Cette troisième aventure de l'agent secret Harry Palmer a visiblement bénéficié d'un budget plus imposant. Le récit se présente sous la forme d'une allégorie géopolitique qui montre le danger du fanatisme, quelque soit l'orientation patriotique à laquelle on adhère. Ironiquement, le personnage du riche et mégalomane anticommuniste texan, incarné magnifiquement par Ed Begley, rappelle parfois l'ancien président des États-Unis George W. Bush par son attitude.

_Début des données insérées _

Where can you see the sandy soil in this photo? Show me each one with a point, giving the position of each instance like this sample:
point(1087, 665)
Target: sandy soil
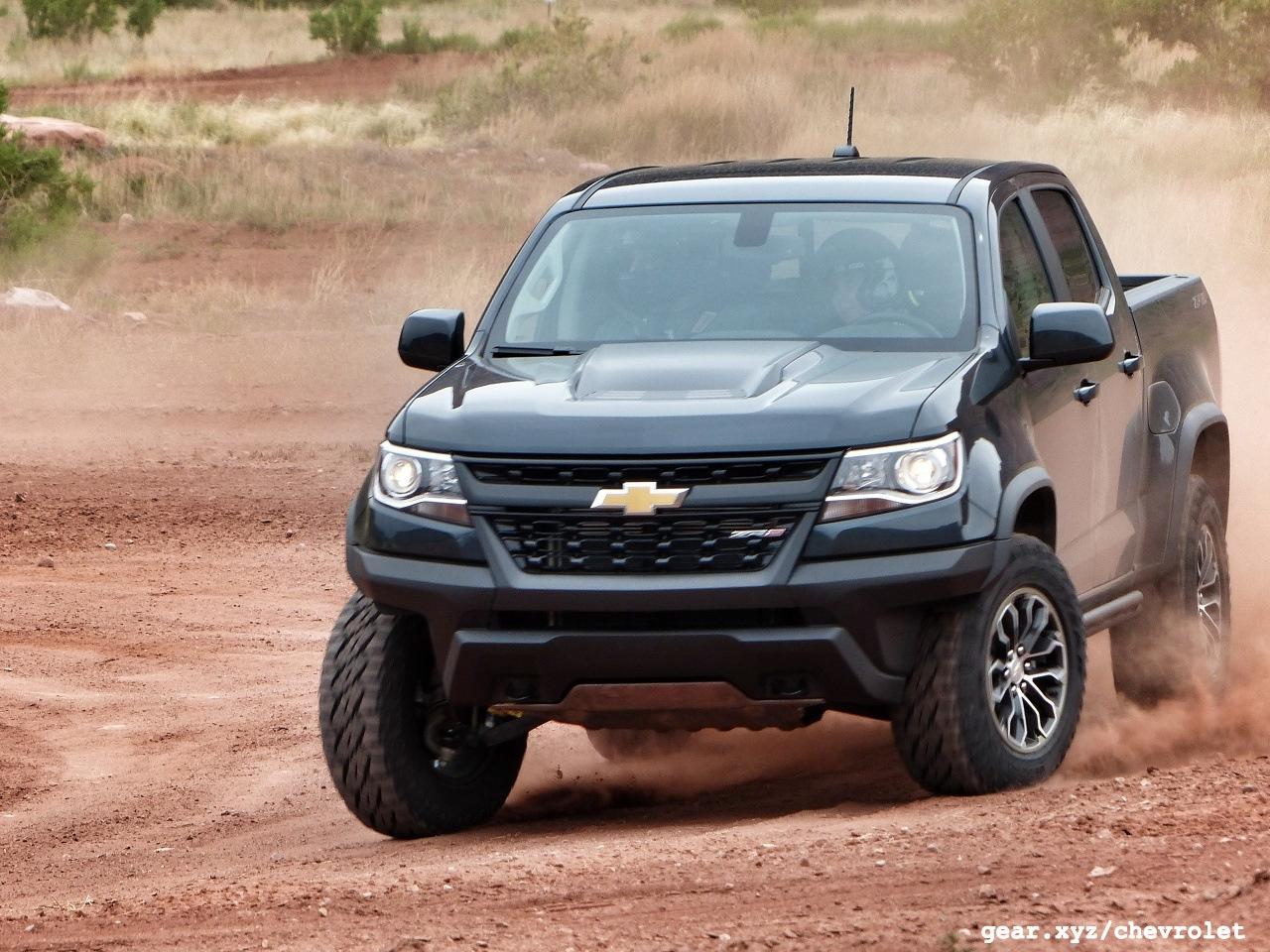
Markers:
point(353, 77)
point(162, 782)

Ceci dit, le film contient des éléments fantaisistes qui le compare aux aventures de James Bond et la conception du générique du début par Maurice Binder renforce cette comparaison. Néanmoins, cela s'arrête là car l'on retrouve assez vite à travers ces éléments fantaisistes une intrigue complexe d'espionnage digne des précédentes aventures d'Harry Palmer, où encore une fois les personnages sont des faux-semblants ou des simulacres qui cachent leur jeu.
Le début est un peu lent à démarrer, surtout dans l'exposition des données du scénario, et l'humour se fait un peu plus rare que dans les deux films antérieurs de la série. Malgré ces défauts, la mise en scène de Ken Russell est excellente et profite pleinement des extérieurs enneigés et des décors des châteaux de la Finlande.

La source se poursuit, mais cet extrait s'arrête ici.